What if the numerator = 2 and denominator = 8. What will be the result?
Examples:
1)
numerator = 6! = 720
denominator = 2!*2!*2! = 8
6!/(2!*2!*2!) = 90
2)
numerator = 36! = 371993326789901217467999448150835200000000
denominator = 1!*1!*4!*7!*4!*8!*9!*2! = 84950623715328000
36!/(1!*1!*4!*7!*4!*8!*9!*2!) = 4378935792590077118400000
October 2nd, 2012, 12:10 AM

Originally Posted by paper01
What if the numerator = 2 and denominator = 8. What will be the result?
Examples:
1)
numerator = 6! = 720
denominator = 2!*2!*2! = 8
6!/(2!*2!*2!) = 90
2)
numerator = 36! = 371993326789901217467999448150835200000000
denominator = 1!*1!*4!*7!*4!*8!*9!*2! = 84950623715328000
36!/(1!*1!*4!*7!*4!*8!*9!*2!) = 4378935792590077118400000
That's why you eliminate all factors of 2 and 5 first from both the numerator and denominator.
371993326789901217467999448150835200000000 = (2^34) (5^8) 55431325255319657544493593.
84950623715328000 = (2^25) (5^3) 20253807.
36!/(1!*1!*4!*7!*4!*8!*9!*2!) = (2^9) (5^5) 55431325255319657544493593/20253807,
which has the same last nonzero digit as (2^4) 55431325255319657544493593/20253807,
and this last number has no zeros at the end (not being divisible by 5).
3/7 (mod 10) is 9 (since 7*9 = 63).
9*(2^4) (mod 10) is 9*2*2*2*2 (mod 10), which is 4.
Theorem.
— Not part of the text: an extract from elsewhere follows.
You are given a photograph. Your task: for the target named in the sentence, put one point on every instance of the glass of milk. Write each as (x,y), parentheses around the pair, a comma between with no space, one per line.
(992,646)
If A and B are positive integers not divisible by 2 or 5, then the last digit of A/B (if it is an integer) is uniquely determined by the last digit of A and the last digit of B.
October 6th, 2012, 07:44 AM

Ok, thank you very much for your help. This solution works.